Strangely, the admission came as a total surprise. I'm sure my expression must have been incredulous. I was sure I hadn't heard her correctly.

“You're pregnant?”

She wasn't looking at me anymore, she was looking down at our hands, still entwined across the table.

“Who's—” I began, but I knew the answer before the question got out of my mouth. “It's Nate's.”

She nodded ever so slightly, ever so stalwartly. Her face was a mask of calm, but one tiny tear escaped her eye and trailed down her cheek.

“Everything will be all right,” I assured her, rather lamely. I felt as if the roof had fallen in on me. “It will all be fine. This kind of thing happens all the time.”

“It doesn't happen to me,” she said with a choke, struggling against her emotions before dissolving into tears.

Her breakdown snapped me into action. I was the
adult here. I was the one who had to keep a perspective.

I scooted around the bench seat until I was beside her. I put my arm around her shoulders and allowed her to cry.

“Only stupid girls get pregnant,” she snapped angrily. “I'm stupid, stupid, stupid!”

“Shh, honey, that's not true,” I whispered.

“I've been on birth control for years,” she said. “I've always been careful. Always. But I was away at school and it didn't seem important. I thought I wasn't going to need it. And then when I came home at Christmas we started up again. I started back on the pills right away.” She shook her head regretfully. “I guess it wasn't soon enough.”

I listened to her tears, her anger, her self-reproach, and I remembered my own. It had been so very long ago. But it felt like only yesterday.

She began to gain control, but she was sniffling. I couldn't get up to get her a tissue. I thought if I let her go, she might run away. I handed her a pile of paper napkins and she blew her nose.

“I don't suppose your parents know,” I said.

“No, absolutely not,” she said, shaking her head. “They can't ever know. You've got to promise you won't tell them.”

“Jin, they'll have to find out eventually,” I said. “If you got pregnant at Christmas, you'll be showing in a couple of months.”

She turned to glare at me.

“I'm not having a baby!” she said. “I can't have a baby.”

Momentarily I was puzzled.

“I came to get Nate to go with me,” Jin explained.
“I'm going to go see a doctor, get an appointment for an abortion.”

“Oh.” I must have pulled away from her. I don't remember doing it, but now my hands were over my mouth.
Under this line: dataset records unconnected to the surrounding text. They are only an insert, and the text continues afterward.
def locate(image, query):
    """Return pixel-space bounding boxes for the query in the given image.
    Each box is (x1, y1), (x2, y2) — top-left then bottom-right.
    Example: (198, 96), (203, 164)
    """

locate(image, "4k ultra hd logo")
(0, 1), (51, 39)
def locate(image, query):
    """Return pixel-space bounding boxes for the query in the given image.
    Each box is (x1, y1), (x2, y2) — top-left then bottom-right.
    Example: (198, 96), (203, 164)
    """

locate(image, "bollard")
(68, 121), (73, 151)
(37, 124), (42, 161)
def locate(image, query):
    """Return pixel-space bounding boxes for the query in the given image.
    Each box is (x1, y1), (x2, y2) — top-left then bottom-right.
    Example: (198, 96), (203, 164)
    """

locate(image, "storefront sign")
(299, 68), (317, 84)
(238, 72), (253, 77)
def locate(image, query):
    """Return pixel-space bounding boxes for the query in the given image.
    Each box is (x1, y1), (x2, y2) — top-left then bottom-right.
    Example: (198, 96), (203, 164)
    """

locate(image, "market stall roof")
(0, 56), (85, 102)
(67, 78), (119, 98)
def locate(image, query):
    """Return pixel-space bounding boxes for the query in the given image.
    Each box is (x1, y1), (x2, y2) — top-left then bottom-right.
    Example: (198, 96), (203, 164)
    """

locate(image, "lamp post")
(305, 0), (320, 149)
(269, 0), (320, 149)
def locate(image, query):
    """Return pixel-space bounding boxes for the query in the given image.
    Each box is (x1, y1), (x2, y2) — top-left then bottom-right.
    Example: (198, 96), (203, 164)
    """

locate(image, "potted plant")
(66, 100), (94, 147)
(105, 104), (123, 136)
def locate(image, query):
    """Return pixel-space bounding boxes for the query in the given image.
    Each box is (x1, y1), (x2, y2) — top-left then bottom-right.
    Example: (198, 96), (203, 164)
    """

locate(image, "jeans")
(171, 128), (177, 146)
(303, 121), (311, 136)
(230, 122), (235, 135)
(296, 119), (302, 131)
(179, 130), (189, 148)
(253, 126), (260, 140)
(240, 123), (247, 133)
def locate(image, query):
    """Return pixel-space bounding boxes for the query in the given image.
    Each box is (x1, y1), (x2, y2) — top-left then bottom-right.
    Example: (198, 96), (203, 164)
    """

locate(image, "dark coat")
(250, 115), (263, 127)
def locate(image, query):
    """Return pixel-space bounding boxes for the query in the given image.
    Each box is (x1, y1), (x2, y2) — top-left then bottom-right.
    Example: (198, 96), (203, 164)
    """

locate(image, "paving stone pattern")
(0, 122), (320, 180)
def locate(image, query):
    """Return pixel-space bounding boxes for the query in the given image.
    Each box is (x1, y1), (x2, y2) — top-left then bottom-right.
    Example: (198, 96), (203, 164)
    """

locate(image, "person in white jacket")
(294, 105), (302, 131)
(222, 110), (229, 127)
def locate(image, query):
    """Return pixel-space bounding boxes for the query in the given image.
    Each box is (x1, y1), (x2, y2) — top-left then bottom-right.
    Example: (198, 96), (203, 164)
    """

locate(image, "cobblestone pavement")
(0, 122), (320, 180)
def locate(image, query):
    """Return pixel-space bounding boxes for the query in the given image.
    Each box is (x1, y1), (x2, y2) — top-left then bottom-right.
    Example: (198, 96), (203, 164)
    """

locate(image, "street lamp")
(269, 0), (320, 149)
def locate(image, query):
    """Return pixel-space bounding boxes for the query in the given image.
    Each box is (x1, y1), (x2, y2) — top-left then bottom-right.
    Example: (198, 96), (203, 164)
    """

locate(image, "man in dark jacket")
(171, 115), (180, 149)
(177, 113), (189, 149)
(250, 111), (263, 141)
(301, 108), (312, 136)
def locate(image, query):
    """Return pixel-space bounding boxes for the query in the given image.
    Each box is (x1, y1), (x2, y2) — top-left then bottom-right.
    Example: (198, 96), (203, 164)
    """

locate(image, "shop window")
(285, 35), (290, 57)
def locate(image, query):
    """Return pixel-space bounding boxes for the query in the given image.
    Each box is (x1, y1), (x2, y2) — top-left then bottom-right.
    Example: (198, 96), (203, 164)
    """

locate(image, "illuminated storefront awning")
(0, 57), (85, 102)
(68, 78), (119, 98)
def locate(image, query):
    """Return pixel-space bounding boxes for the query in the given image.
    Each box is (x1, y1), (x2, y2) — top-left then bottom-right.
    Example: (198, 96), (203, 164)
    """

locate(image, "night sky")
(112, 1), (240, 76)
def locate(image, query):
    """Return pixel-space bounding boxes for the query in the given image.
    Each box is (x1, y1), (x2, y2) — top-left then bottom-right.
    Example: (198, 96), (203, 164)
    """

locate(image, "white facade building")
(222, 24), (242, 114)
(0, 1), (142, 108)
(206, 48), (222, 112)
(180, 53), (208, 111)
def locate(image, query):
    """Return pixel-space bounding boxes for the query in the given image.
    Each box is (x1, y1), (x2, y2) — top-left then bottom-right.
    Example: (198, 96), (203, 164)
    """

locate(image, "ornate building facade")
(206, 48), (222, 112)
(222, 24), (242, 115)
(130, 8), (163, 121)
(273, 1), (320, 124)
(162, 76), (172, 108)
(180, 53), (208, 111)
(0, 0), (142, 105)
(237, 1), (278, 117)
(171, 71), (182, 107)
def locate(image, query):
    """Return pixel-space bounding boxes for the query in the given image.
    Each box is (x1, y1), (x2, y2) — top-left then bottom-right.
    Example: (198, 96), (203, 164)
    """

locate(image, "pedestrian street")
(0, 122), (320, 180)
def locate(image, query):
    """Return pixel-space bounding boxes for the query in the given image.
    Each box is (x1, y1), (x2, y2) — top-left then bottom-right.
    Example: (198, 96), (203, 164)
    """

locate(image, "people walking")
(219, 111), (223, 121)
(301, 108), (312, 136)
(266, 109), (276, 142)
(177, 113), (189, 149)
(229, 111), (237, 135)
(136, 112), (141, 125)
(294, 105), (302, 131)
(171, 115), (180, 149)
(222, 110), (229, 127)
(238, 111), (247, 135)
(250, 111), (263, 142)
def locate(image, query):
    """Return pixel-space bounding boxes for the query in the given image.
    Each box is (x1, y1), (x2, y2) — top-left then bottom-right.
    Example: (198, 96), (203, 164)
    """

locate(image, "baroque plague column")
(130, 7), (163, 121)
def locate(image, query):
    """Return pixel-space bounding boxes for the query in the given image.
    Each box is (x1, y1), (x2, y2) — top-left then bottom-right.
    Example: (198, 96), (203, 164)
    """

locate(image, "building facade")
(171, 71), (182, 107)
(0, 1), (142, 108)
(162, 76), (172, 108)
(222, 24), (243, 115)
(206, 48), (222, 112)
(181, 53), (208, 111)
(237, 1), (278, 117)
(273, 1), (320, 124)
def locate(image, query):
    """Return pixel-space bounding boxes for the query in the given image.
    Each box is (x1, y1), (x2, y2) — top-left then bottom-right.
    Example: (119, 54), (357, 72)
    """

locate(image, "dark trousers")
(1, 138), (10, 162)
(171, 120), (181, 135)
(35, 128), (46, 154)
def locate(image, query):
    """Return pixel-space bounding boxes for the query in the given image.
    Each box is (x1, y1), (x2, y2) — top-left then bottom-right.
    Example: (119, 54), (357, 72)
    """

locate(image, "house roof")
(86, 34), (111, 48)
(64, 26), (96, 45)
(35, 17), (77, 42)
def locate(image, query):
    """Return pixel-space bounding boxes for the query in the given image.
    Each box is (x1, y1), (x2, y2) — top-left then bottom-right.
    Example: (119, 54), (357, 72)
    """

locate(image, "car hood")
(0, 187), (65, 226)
“I'm sorry, Mrs. Braydon,” she said. “I can't have a baby. I have a scholarship. I'm halfway to my degree. I want graduate school and a career. I can't have a baby, not now.”

“I see.”

“No, you don't,” Jin said. “You can't understand what it's like. For my parents, Korean parents, their children's achievement is everything to them. They gave up their home, their friends, their family, their careers, everything that was familiar and that they held dear, to come to America and be laborers. They live their lives here, where they will always be outsiders and always suspect. They did that so that my brothers and sister and I would have a brighter future. If I don't finish school, if I don't do something with my life, it's a slap in the face to them. It's like saying their sacrifice meant nothing to me.”

“They will understand,” I assured her. “Parents, all parents, they understand. Yes, they'll be disappointed, but when they see this baby, their first grandchild, they'll feel differently.”
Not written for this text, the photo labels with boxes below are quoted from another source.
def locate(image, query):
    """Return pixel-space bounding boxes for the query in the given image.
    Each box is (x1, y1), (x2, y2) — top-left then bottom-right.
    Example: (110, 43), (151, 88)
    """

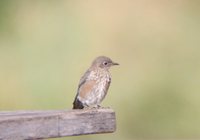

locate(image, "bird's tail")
(73, 98), (84, 109)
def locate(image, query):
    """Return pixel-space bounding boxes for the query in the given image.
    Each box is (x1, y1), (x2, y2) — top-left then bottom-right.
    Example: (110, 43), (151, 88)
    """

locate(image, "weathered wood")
(0, 109), (116, 140)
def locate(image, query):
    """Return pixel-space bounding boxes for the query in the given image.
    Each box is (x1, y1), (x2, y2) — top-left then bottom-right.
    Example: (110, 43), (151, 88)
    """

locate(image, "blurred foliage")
(0, 0), (200, 140)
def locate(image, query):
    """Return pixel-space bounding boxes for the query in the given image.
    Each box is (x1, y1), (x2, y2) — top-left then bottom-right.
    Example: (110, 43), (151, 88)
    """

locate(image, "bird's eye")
(103, 62), (108, 66)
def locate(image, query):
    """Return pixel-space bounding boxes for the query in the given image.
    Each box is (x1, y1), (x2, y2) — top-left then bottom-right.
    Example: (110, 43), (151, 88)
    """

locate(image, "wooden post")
(0, 109), (116, 140)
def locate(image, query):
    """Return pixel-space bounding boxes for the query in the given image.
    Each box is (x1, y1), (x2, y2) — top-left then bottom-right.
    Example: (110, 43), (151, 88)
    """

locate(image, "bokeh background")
(0, 0), (200, 140)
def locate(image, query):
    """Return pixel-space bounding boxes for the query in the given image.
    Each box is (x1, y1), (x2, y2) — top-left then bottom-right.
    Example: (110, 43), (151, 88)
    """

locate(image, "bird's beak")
(112, 62), (119, 65)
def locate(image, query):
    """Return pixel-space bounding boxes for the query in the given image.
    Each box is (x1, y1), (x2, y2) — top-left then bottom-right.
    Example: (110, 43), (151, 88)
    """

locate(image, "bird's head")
(92, 56), (119, 70)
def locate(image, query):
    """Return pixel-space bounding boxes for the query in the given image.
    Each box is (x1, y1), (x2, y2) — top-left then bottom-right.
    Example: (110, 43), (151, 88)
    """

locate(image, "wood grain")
(0, 109), (116, 140)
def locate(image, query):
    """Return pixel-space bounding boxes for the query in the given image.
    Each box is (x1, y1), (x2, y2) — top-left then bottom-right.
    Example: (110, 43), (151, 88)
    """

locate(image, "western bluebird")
(73, 56), (119, 109)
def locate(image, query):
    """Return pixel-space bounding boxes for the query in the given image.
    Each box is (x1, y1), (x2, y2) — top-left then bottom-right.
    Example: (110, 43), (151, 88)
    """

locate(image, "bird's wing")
(78, 80), (96, 99)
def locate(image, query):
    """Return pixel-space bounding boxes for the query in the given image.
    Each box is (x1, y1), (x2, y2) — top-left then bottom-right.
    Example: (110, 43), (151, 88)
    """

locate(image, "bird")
(73, 56), (119, 109)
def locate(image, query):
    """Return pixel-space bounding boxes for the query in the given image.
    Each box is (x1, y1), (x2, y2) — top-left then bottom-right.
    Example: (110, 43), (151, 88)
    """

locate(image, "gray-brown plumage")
(73, 56), (119, 109)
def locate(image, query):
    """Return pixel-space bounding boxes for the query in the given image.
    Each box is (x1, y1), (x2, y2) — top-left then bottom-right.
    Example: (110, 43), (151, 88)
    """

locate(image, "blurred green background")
(0, 0), (200, 140)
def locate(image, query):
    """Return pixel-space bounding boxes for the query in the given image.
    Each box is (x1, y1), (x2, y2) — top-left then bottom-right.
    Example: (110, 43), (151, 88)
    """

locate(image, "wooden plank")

Jin shook her head. “They'll feel differently, all right,” she said, sarcastically. “Their first grandchild and he's only half Korean. That will go over real well.”

I shook my head. “It's hard to dislike a baby, any baby. Especially one that's your own flesh and blood.”

“They don't like Nate at all,” she said. “I think they must hate him. Every time his name even comes up, my father gets angry and my mother has something
mean to say about him. They forbade me to date him years ago. I told them I wouldn't. I've just kept lying to them.”